At a table off to the side, an audio engineer was earnestly experimenting with what we guessed were volume levels. We introduced ourselves to a stout, hirsute young man wearing a black shirt, black socks and shoes, and a white acetate tie and white suit with bell-bottomed trousers, who was to be the real star of the show, "Eugene Oregon," although his real name was Paul Schindler.
We began by asking him, while the engineer in the corner of the stage cried "You're back-feeding!" to one person or another, what "live taping" meant. "Live taping," Paul said, "means that whatever happens, the tape will roll." Paul supplied us with the names of the other participants in the taping. Alan Baumgardner would be organist and would supply a number of falsetto voices as need arose. Harry Klein, who was pacing behind a podium, would be the announcer. The engineer's name was Jeff Rubin. At the other side of the stage from the engineer's table sat a young woman in jeans and -a sweat shirt with "MIT Stud House" lettered upon it in white: Paul's fiancée, Sherry Grobstein. She held a number of signs upon which appeared the words, "Laugh," Clap," "Clap a Lot," or "Hiss," one of which she would hold up on occasion during the upcoming taping.

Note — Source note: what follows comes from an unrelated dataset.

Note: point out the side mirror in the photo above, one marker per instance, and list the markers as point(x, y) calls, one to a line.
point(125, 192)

It was by now 2:30. Some five or six persons had appeared, and would comprise the audience. While Harry practiced openings ("Hello, hello friends, and welcome to the Eugene Oregon Show - hey, that's not bad!"), Paul briefed the audience. "Clapping for radio is a fine art," Paul said. "There's a way to clap that makes it sound as if there are twice as many people in the audience. You just clap twice as fast." He suggested that the audience practice clapping, and Sherri held up the sign that said "Clap a Lot."
Then Paul said that the audience should practice laughing. "For small jokes we want a small laugh. Every third joke is a big joke."
"Are you ready?" Paul asked Alan at the organ, who rolled a glissando off to his right and said that he was. Suddenly two more persons appeared in the room., swelling the audience's size to ten. "Ten! Alan! What'd I tell you," Harry said. Paul completed his instructions to the audience: "He'll say, 'The New Eugene Oregon Show!' You'll keep clapping until I calm you down." Alan was experimenting with the organ. A chord swelled from an AR-4x monitor speaker, and Alan announced: "That's gonna be as loud as the organ's gonna get."
'"A little lower," said Jeff from the engineering console. Harry, at his announcer's podium, put on a blue, double-breasted pin stripe jacket, and suggested a rehearsal of at least the show's opening. The others agreed, so Harry began. His opening was drowned out by the enthusiasm of the audience upon the mention of the name of the show, and Harry remained inaudible to us (although Jeff could probably manipulate his levels so that the tape would be alright) until he came to the introduction of Eugene Oregon himself. Paul allowed the applause to continue briefly, an embarrassed smile playing across his face, until, glancing at his fiancée, he noticed that she had held the "Laugh" sign aloft. The rehearsal ended. Harry promised to speak louder. From the engineering console, Jeff announced that all was ready. The signal from "Radio City" would travel over “program lines” to the WTBS studio, where, for protection, the sounds would. be placed on tape on both of the studio's venerable Ampex tape recorders, Alpha and Beta. For a moment, everyone was quiet. Then Harry cried: "The Eugene Oregon Show - take one." "They're small," mumbled Paul, and the live taping began.